In the end, the issue died down after Federation offered donors on Long Island a choice between receiving The Jewish Week or the local Jewish paper, and The Jewish Week was the overwhelming pick.

That is not to say the last decade and a half has been smooth sailing. While we at the paper felt that we covered the Federation and its agencies in proportion to the overall scope of Jewish life including the Mideast, the U.S., and New York Jewry, overall many lay and professional leaders felt it was insufficient. At times the pressure was intense, and included one short-lived experiment, a low point, in which a scorecard was devised to attempt to quantify, in terms of number of stories, story placement, headlines, etc., how we were doing.

But of course the central issue was not how many inches of coverage we gave Federation and its agencies. It was about whether the central mission of the newspaper was to promote those worthy institutions or, more indirectly but I believe more importantly, to inform and entertain the readers, and thus engage them in Jewish life and issues.

Educated Jews make educated decisions about their community, we insisted.

Sometimes donors complain to Federation officials about a story in the paper they take exception to, but in fairness, The Jewish Week is solely responsible for what is published.

Too often, I suspect, we at The Jewish Week have imposed a kind of self-censorship on ourselves, no doubt subconsciously at times, laying back on stories in the community we should be pursuing for fear of the negative fallout. At the same time, we no doubt pass up feature stories each week about the good works of various communal agencies, for lack of space and/or news-oriented tensions.

Week in and week out, though, I believe the experiment in walking the tightrope between journalistic and communal responsibility works reasonably well. I am sure there are times Federation leaders believe we should be giving more or less – attention to a particular story. And there are times when our staff has been frustrated to see a major Federation-related story given first to the local daily press.

“We carry their water every week,” one of our editors complained about Federation, “and when a big story comes around, they give it to the Times.”

But there have been increasingly open lines of communication of late, and a willingness to discuss delicate issues before they come to press rather than after the fact. Much of that, I note in all candor, comes from the fact that John Ruskay, the CEO and executive vice president of UJA-Federation, and I have known each other for more than 30 years, and have much respect for each other, and for what our respective institutions stand for and are trying to accomplish. That sense of trust can go a long way during difficult times. It also helps to have a committed and supportive board of directors at the paper that appreciates its vital, and often delicate, role.

My request of Federation leaders has always been for them to open up more to us about their work and decision-making, recognizing that readers would be interested, for example, in learning how an annual campaign is crafted and carried out, especially at a time when transparency is becoming increasingly valued, if not demanded.

The late William Frankel, who edited The London Jewish Chronicle, once asserted that “a newspaper is independent only when it is financially independent,” and if that is not the case, “it were better it did not exist at all.”

Strong words, but in reality, the Chronicle, like every other newspaper, is subject to financial, political and other forms of pressure on a daily basis.
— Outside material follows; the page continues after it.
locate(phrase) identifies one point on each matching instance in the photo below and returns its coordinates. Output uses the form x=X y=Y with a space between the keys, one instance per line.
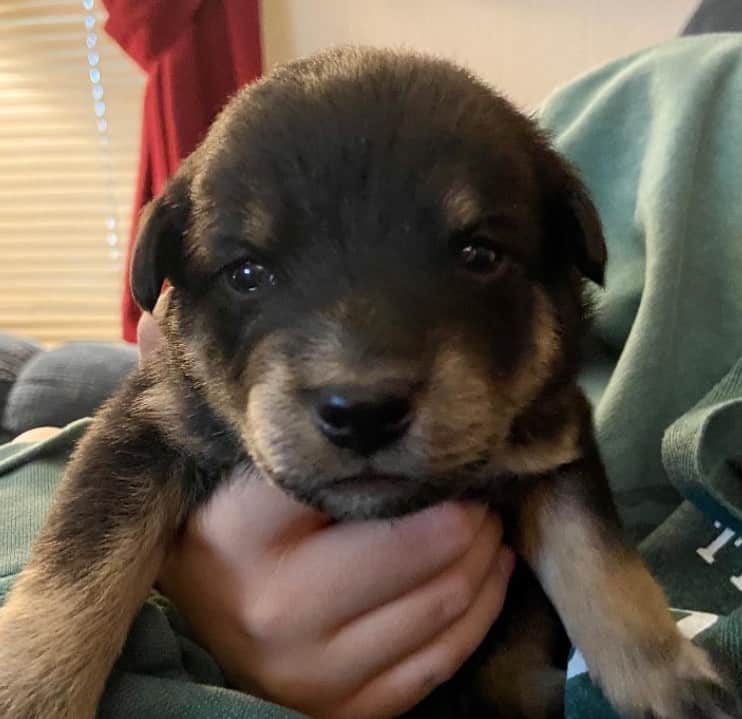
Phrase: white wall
x=524 y=47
How one deals with those demands – whether we can do our jobs with integrity and maintain the trust of our readers – is the key. Credibility is our only stock in trade.

In the end, there will always be tensions between The Jewish Week and UJA-Federation, some of it healthy, some of it not. But as long as there is support for the missions of each (recognizing that they are not the same), and respect for the professionalism of their staffs, the two institutions can continue to serve the community with distinction, if not always harmony.

Gary Rosenblatt is editor and publisher of The Jewish Week.

This article appears in The Journal of Jewish Communal Service, Vol. 85, No.1, Strengthening the Jewish Community: The Role of Federation. A Case Study in New York (1999-2009). Reprinted with permission.